We caution that the law concerning the consideration of race in higher education programs is in flux and is likely to remain so in the near future. As you know, the question of the state’s higher education institutions’ authority to consider race as a factor in their admissions programs currently is pending before the 5th U.S. Circuit Court of Appeals in Hopwood v. Texas. We hope the 5th Circuit will take the current round of Hopwood litigation en banc and give some additional guidance and clarification in this area of the law, but only the U.S. Supreme Court can resolve these sensitive issues with any degree of certainty. Absent clear guidance from the high court, we think it inadvisable to reach broad conclusions on what may or may not be permitted under Hopwood on matters other than admissions. Because this office’s prior opinion on the subject does just that, we withdraw it. We advise state universities in Texas to await a resolution of Hopwood in the 5th Circuit or the U.S. Supreme Court before restructuring or adopting new procedures for their financial aidprograms.

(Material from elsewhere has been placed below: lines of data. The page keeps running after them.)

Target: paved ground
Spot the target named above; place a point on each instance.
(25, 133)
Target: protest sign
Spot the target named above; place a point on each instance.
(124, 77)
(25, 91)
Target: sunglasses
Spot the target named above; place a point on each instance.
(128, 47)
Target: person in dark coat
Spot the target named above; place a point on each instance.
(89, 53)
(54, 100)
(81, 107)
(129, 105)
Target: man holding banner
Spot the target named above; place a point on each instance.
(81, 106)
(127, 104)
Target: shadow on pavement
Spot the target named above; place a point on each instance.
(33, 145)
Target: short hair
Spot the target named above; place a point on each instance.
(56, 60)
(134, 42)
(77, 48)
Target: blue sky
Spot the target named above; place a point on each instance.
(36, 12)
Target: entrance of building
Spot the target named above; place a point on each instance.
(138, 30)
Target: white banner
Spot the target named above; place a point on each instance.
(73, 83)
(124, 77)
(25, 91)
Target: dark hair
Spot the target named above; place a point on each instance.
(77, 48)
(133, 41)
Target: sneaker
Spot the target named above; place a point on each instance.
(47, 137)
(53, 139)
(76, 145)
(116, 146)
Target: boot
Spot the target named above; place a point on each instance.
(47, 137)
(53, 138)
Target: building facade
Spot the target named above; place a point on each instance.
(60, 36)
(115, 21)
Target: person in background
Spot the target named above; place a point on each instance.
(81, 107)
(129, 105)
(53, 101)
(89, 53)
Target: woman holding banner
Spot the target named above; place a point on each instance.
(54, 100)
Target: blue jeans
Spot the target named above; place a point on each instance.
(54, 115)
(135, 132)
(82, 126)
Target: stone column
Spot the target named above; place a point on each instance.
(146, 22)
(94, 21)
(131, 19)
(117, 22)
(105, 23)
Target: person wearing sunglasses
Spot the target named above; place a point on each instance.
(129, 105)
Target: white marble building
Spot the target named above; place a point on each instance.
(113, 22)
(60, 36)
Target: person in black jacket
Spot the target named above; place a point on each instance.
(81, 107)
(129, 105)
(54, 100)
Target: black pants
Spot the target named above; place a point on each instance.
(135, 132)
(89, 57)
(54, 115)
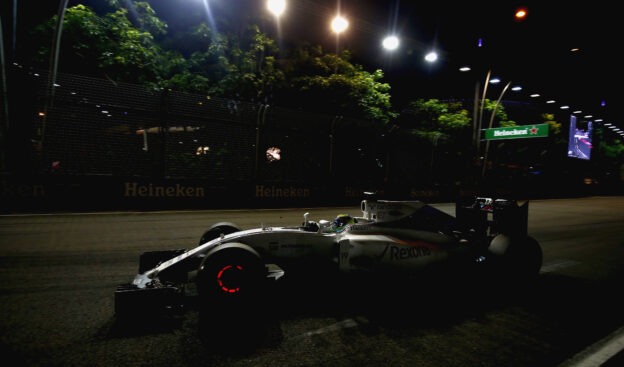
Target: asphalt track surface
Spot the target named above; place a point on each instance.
(58, 273)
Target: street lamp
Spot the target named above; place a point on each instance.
(339, 24)
(276, 7)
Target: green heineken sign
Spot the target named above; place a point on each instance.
(516, 132)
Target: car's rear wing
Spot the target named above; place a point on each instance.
(488, 216)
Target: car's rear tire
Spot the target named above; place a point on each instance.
(218, 229)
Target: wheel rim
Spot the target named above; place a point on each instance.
(230, 278)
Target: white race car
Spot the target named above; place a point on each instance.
(391, 238)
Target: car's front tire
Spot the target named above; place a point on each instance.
(218, 229)
(229, 275)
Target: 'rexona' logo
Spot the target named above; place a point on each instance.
(402, 253)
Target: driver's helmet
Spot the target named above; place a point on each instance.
(341, 221)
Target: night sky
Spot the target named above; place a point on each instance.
(534, 53)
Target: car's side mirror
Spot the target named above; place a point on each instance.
(323, 223)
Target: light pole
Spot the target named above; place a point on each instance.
(339, 24)
(54, 56)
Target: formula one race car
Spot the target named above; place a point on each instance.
(231, 266)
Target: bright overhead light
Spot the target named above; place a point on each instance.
(391, 43)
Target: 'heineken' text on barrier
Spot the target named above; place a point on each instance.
(514, 132)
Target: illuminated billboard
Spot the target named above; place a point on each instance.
(580, 138)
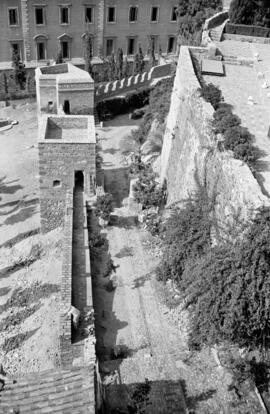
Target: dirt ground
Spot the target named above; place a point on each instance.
(138, 335)
(30, 264)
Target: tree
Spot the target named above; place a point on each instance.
(19, 69)
(152, 52)
(229, 290)
(59, 57)
(119, 63)
(191, 16)
(112, 67)
(136, 65)
(125, 68)
(250, 12)
(88, 52)
(141, 60)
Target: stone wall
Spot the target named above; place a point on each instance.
(58, 161)
(66, 281)
(114, 88)
(190, 155)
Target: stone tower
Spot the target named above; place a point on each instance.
(66, 140)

Texas Attorney General Dan Morales’ Opinion — 1997
Dear Chancellor (William) Hobby:
We have received your opinion request dated Jan. 15 in which you ask various questions concerning the specific effect of the 5th U.S. Circuit Court of Appeals decision in Hopwood v. Texas. …
You … ask whether privately donated, race-restricted scholarships are impacted by Hopwood. … We can say generally that the more involved the university is in administering the program, such as choosing the scholarship recipients or managing the scholarship fund … the higher the probability that a court would imbue the scholarship program with the color of state action. …
If state action exists, then in order to pass constitutional muster, the program must be justified by findings establishing that: 1. Either your institution has discriminated in the not-too-distant past against the racial groups benefited by the preference or that your institution has been a passive participant in acts of private discrimination by specific private actors against the benefited racial groups. 2. There exist present effects of the past discrimination that are not due to societal discrimination. 3. The scholarship program is narrowly tailored to remedy those specifically identified present effects. Narrow tailoring requires that the program be aimed only at the racial groups that were the targets of the past discrimination and that the program last only for as long as necessary to eradicate the present effects of the past discrimination.
You also ask about an institutionally designed, race-restricted internship program. The federal government bears the responsibility of justifying such a racial preference.
Finally, Hopwood does not affect your institution’s ability to collect and report information from institutions regarding minority participation in higher education in Texas. The act of collecting data does not confer a benefit or a burden on any one race.